ZAPIRA: I just want to say something else now that you have phoned me. I want to say that I'm amazed that you're doing this when you would have seen that cartoons have been getting a lot more critical. I've had to take a critical step back and do things that are critical of the government and of the ANC. And he said, "Oh, but that is your job."
CURNOW: Those who knew him say that Mandela understood the need for satire in society and wasn't threatened by criticism.
MANDELA: What are you going to do -- very good. What are you -- (inaudible)
CURNOW: And he used humor to make people relaxed around him.

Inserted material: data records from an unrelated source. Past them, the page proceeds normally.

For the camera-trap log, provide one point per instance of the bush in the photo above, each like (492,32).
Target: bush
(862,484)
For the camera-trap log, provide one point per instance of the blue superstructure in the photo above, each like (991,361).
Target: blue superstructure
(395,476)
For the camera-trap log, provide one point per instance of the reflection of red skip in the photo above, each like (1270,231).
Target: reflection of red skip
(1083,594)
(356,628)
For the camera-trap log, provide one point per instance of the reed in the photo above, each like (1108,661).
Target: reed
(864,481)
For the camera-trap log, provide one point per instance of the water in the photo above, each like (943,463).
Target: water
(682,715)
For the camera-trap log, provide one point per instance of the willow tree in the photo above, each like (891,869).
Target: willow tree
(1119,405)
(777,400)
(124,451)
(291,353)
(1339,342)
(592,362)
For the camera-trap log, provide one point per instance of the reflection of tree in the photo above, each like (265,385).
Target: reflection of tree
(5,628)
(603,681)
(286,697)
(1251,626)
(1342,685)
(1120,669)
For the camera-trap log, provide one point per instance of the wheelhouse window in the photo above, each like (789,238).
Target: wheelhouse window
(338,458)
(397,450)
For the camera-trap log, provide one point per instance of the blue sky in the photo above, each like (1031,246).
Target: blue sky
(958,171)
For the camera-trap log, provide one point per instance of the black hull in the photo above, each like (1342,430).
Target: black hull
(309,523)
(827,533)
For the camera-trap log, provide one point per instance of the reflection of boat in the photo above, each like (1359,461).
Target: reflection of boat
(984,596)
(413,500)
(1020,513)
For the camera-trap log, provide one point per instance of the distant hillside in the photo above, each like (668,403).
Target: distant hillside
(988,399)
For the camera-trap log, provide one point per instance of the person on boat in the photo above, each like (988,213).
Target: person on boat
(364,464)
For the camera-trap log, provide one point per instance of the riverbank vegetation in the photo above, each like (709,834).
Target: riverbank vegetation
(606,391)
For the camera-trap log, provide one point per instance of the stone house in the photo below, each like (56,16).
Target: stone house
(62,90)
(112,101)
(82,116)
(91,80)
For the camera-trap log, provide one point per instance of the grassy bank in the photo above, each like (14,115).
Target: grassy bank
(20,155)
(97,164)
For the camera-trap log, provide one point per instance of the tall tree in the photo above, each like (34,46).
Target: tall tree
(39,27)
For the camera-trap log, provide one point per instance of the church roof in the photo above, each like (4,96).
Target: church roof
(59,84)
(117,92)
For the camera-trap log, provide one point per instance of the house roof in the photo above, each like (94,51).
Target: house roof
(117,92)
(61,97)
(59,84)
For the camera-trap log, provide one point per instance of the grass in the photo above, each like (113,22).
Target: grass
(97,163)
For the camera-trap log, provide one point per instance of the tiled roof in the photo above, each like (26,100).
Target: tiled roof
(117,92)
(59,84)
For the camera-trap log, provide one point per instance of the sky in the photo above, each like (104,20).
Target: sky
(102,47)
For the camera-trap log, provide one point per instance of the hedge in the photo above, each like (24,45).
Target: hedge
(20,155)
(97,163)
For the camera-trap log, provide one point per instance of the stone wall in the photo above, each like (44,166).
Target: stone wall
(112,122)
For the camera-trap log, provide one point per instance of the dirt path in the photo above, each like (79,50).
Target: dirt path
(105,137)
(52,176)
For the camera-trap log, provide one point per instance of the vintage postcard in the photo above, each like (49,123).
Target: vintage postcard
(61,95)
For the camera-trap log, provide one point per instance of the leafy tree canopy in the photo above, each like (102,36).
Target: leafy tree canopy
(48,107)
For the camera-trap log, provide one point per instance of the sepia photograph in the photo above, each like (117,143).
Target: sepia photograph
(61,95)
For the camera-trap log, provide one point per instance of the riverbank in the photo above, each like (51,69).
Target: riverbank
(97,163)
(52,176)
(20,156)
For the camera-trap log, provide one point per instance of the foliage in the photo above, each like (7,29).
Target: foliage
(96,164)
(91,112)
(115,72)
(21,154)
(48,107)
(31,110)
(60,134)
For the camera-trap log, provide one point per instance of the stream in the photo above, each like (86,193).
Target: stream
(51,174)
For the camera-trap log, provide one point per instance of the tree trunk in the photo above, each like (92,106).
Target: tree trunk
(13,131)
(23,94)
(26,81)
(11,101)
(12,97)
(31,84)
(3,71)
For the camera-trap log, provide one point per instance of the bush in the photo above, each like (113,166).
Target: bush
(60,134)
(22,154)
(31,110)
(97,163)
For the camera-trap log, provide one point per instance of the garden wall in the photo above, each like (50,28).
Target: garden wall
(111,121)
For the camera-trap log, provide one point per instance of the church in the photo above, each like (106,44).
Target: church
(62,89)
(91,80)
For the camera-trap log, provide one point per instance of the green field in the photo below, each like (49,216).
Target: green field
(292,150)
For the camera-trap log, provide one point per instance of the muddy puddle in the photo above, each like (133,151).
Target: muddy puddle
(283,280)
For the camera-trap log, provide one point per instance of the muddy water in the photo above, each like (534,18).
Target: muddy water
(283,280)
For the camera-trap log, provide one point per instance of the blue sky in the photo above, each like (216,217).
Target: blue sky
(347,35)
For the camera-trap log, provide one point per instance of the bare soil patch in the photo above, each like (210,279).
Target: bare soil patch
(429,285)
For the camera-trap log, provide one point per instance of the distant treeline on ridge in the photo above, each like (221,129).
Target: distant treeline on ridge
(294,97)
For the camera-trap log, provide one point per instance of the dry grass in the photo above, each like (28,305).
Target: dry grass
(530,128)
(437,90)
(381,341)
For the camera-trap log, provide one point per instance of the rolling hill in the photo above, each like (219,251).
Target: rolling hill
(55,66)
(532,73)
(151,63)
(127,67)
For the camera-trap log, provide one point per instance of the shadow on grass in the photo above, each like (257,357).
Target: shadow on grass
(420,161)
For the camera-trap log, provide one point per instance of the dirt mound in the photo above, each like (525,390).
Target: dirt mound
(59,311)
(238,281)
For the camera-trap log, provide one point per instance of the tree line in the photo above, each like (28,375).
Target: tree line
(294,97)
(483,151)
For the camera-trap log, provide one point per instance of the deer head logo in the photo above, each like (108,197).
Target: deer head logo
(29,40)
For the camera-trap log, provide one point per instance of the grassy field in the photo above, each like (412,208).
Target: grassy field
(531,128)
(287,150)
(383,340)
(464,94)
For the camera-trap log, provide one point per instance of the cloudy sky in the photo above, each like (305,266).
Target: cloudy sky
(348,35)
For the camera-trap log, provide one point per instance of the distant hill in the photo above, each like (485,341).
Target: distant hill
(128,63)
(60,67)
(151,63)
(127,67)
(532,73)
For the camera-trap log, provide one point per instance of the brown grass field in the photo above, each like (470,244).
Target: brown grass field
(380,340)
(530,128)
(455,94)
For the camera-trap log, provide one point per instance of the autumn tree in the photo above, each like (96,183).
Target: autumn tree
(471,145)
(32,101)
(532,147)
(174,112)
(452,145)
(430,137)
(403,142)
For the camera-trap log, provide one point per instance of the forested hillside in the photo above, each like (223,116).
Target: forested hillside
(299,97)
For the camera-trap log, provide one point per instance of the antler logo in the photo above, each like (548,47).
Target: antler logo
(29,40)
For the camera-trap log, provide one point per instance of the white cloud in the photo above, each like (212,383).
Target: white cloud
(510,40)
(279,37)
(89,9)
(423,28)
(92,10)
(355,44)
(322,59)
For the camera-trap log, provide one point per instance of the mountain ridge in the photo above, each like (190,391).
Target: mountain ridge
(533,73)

MANDELA: I'm going to look like a pickle.
CURNOW: And Mandela was a master of self-deprecating humor. Listen to him tell a story about meeting a child who is questioning him about his time in prison.

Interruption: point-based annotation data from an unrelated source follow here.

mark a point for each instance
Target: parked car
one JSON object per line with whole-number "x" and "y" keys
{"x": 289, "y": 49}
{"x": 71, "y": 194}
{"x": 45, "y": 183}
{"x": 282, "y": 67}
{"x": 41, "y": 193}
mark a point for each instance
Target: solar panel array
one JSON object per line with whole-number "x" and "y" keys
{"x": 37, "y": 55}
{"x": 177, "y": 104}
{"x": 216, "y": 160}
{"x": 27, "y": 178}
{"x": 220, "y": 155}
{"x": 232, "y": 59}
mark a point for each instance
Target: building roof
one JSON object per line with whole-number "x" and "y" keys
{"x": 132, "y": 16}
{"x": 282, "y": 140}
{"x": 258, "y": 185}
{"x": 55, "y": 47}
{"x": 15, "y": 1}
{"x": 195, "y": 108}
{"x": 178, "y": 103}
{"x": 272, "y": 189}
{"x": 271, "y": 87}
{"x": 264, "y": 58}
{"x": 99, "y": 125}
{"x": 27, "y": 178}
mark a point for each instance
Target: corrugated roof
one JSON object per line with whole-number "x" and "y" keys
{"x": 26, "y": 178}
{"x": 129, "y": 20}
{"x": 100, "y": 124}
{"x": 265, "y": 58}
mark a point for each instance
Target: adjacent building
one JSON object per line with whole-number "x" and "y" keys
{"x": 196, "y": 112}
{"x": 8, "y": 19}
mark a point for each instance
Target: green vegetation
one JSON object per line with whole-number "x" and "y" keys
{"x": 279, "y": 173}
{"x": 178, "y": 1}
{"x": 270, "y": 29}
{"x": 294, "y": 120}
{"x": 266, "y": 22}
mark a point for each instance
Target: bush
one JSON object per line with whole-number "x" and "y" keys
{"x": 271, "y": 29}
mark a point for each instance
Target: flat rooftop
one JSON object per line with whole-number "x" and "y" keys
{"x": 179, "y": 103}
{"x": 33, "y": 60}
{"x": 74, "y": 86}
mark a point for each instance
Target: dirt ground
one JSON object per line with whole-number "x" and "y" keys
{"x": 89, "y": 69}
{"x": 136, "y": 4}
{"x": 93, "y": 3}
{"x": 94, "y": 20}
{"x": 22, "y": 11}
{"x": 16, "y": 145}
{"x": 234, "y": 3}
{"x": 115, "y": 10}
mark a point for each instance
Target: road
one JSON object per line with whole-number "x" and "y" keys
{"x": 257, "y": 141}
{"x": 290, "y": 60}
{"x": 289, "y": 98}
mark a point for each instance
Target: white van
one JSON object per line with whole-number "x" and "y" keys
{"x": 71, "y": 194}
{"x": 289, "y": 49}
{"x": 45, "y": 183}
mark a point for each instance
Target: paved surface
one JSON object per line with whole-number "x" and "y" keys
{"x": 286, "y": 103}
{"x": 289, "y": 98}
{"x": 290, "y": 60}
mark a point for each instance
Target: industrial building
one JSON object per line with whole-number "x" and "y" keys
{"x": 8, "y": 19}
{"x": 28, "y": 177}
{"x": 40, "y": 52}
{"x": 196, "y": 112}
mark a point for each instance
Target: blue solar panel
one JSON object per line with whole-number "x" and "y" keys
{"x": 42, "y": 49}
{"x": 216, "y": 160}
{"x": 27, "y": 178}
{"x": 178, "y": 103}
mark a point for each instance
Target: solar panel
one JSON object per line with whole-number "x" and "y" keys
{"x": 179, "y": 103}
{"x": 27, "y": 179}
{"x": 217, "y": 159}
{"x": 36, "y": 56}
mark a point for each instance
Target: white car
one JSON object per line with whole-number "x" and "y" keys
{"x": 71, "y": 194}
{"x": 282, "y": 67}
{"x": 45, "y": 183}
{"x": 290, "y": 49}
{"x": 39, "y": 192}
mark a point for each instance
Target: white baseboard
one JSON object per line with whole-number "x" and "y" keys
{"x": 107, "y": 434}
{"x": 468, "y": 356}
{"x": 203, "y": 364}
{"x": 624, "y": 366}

MANDELA: And she said, "How long did you remain there?" Again, I said, "Well, I can't remember. But it was a long, long time." And again two years -- and I said, "No. Longer than that." But she insisted, "But how long?" I said, "Well, look, I have already told you that I can't remember." And she said, "You are a stupid old man."
CURNOW: His dead-pan delivery, dry wit and biting one-liners were honed in prison says Cabinet Minister Tokyo Sexwale, who was jailed with Mandela, affectionately known as Madiba on Robben Island.
TOKYO SEXWALE, ANC LEADER: It was key for Nelson Mandela in prison. It carried us throughout. He's a very humorous person. Somebody said, "Madiba, if you're not who you are, you should have been a friend of Bill Cosby." And that was Bill Cosby himself. And he says, "Well, you've taken my profession." CURNOW: Despite all of Mandela's achievements, many will just remember the warmth in his heart and the twinkle in his eye.
Robyn Curnow, CNN, Johannesburg, South Africa.
BANFEILD: Nelson Mandela garnered more international support and admiration than perhaps any world leader in recent memory and maybe in even less recent memory. But that wasn't always the case.
He didn't become a global household name until the 1980s. CNN's Nischelle Turner has the story of the star-studied concert that helped raise awareness from his cause.
UNIDENTIFIED MALE: This is all generating from one man that none of us has ever met, Nelson Mandela.
NISCHELLE TURNER, CNN CORRESPONDENT (voice-over): In 1988, Nelson Mandela was behind bars in South Africa when a collection of musicians and celebrities coming together in London to call for his release, sent a message around the world.
TONY HOLLINGSWORTH, PRODUCER, "NELSON MANDELA: 70TH BIRTHDAY TRIBUTE": Well, it was an 11 1/2 hour broadcast to 600 million people when there are only 5 billion in the world. To get that, we had to not only sell the program to 67 countries, we had to give it away to 30 African countries that wanted to broadcast it.
TURNER: Promoter Tony Hollingsworth organized the all-star 70th birthday tribute for Mandela. His goal was to change the way some referred to the jailed leader.
HOLLINGSORTH: The run-up to the first ever broadcast, it was still possible for Margaret Thatcher as prime minister of England to stand up in the House of Commons and ask the question in public, 'How is it that the BBC can be broadcasting an event for a terrorist?' And that's how powerful that word was. And the apartheid regime knew it, that if they could keep him being labeled as a terrorist, they could keep him in prison.
TRACY CHAPMAN, MUSICIAN (SINGING): Talking about a revolution.
HOLLINGSWORTH: And I said, "You can't get a black terrorist leader out of prison. You can get a black leader out of prison." So we got to get rid of one word, 'terrorist.'
TURNER: With that goal in mind, he recruited stars like Dire Straits, Whitney Houston, and Peter Gabriel, figuring that exposing a global audience to Mandela through music could change the conversation.
HOLLINGSWORTH: At that point in time in 1988, the whole of the music industry was very, very powerful. It was big. It was big on television. And so, by them helping to come onboard, it allowed this instrument that we had to project his image across the world.
TURNER: In the aftermath of the broadcast, as the pressure that would ultimately free Mandela mounted on the South African government, Hollingsworth got a letter from his concert partners.